"Steve Wolfe" <steve@iboats.com> writes:
> Some time ago, I presented a problem I was having and receiving "ERROR:
> heap_mark4update: (am)invalid tid" on the PG mailing list, and you had
> indicated that you'd need access to a machine with a copy of the data so
> that you could debg it. I've finally gotten a machine ready,
> [snip]
> As a review, the query in question is this:
> update ma_cart set active = 'f' where ma_cart.expires < 'now' and
> ma_cart.active = 't' and ma_cart.cart_id = ma_inv.cart_id;
> ERROR: heap_mark4update: (am)invalid tid
> The error is *sometimes* fixed by a vacuum, but not always.
I have looked into this, and found that the problem occurs when there
are some rows in ma_cart that join to more than one row in ma_inv.
This results in the UPDATE trying to update the same row more than once.

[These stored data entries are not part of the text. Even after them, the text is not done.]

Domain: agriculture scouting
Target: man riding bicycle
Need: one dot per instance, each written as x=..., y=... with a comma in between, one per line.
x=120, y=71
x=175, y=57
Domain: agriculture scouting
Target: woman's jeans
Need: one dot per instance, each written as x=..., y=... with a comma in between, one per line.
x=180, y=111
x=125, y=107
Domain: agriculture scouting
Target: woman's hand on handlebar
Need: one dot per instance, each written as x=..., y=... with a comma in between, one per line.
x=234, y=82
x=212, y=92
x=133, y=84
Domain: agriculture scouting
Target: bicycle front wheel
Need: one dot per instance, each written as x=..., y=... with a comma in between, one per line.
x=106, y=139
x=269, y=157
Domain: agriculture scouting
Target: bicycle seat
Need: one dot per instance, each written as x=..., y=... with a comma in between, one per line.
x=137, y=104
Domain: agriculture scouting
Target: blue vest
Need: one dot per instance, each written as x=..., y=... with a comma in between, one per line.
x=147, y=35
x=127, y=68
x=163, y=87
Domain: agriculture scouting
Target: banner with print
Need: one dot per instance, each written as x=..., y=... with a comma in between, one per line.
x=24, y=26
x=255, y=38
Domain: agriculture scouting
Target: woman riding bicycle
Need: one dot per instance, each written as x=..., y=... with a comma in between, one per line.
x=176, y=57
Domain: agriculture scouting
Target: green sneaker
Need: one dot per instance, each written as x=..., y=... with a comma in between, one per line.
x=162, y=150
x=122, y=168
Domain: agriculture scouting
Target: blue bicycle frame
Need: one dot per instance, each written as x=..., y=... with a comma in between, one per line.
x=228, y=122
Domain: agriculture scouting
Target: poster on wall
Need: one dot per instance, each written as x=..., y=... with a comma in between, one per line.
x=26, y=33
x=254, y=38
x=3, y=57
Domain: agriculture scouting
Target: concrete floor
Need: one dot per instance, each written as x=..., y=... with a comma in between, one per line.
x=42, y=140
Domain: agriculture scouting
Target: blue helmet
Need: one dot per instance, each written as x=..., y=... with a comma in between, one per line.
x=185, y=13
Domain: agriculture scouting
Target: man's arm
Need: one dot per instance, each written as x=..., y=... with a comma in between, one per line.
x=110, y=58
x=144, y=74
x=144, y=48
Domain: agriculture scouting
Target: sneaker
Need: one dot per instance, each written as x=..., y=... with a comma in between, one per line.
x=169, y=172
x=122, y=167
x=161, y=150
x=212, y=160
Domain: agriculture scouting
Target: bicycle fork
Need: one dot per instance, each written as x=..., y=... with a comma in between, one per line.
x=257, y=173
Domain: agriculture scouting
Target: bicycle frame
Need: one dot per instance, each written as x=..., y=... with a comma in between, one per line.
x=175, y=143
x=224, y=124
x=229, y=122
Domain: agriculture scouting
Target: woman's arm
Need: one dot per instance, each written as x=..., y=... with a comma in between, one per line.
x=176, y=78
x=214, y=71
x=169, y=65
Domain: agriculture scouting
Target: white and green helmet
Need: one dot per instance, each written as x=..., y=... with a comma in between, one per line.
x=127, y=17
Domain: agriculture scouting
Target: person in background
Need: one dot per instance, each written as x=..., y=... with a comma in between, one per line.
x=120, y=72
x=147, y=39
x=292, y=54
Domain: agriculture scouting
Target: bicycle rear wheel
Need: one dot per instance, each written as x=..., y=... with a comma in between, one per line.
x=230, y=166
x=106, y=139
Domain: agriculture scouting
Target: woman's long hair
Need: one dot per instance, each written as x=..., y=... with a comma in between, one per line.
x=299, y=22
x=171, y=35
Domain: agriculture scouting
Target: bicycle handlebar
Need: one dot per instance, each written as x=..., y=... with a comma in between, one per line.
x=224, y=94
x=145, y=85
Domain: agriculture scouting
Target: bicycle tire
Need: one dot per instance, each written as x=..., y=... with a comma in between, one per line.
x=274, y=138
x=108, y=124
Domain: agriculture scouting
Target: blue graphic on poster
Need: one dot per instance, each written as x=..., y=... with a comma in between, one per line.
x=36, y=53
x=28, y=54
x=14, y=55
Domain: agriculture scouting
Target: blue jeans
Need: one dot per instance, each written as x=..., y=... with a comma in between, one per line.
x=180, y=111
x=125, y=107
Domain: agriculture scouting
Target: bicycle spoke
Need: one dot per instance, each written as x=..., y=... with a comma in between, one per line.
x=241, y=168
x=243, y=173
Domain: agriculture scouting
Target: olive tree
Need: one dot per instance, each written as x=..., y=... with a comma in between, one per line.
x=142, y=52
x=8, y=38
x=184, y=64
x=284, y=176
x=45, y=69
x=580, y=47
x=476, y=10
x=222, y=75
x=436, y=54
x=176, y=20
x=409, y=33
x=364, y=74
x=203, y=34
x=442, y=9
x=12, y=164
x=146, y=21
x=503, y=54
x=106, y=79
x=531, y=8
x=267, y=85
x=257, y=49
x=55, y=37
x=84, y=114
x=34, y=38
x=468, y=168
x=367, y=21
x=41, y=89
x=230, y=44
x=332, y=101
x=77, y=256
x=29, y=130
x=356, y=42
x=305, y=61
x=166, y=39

Ordinarily, the first update of a particular row would succeed and the
rest would fail silently (since they'd see the row as already updated
in the current command). However, because you have a BEFORE UPDATE
trigger defined on this table, the trigger code tries to obtain a row
lock (a SELECT FOR UPDATE type lock) on the target row before it runs
the trigger, so as to ensure that the row will hold still while the
trigger is executed. And heap_mark4update barfs with the above error
message. Why would it do that? Because it's been called with the
wrong current command ID :-(.
It turns out that the first time you call the BEFORE UPDATE trigger
in a particular session, plpgsql calls SPI_prepare which does a
CommandCounterIncrement. So later trigger calls in the same command
see GetCurrentCommandId() returning 1. When we reach a case where
we are reprocessing an already-processed row (which will have been
marked with deletion command ID 0), heap_mark4update complains ---
quite properly I think.
It looks to me like ExecBRUpdateTriggers and ExecBRDeleteTriggers need
to be passed the snapshot command ID being used by the main executor,
rather than assuming they can use GetCurrentCommandId. (Even if one
thinks that SPI_prepare shouldn't do CommandCounterIncrement, it's
quite plausible for a BEFORE trigger to do other queries, so we can't
assume that GetCurrentCommandId returns the same value being used by
the outer query.)
I doubt that the apparent dependencies on vacuum and other queries
are real --- the real issue was whether the trigger had been used
previously in the same session. But without a pre-existing reason
to think of internal backend state as a contributing factor, I can
see that you'd not have thought of it (it took me a heck of a long
time to figure out myself, even while watching it with a debugger).
I'll work up a patch against 7.3 that you can apply to verify that
it solves the problem for you.
regards, tom lane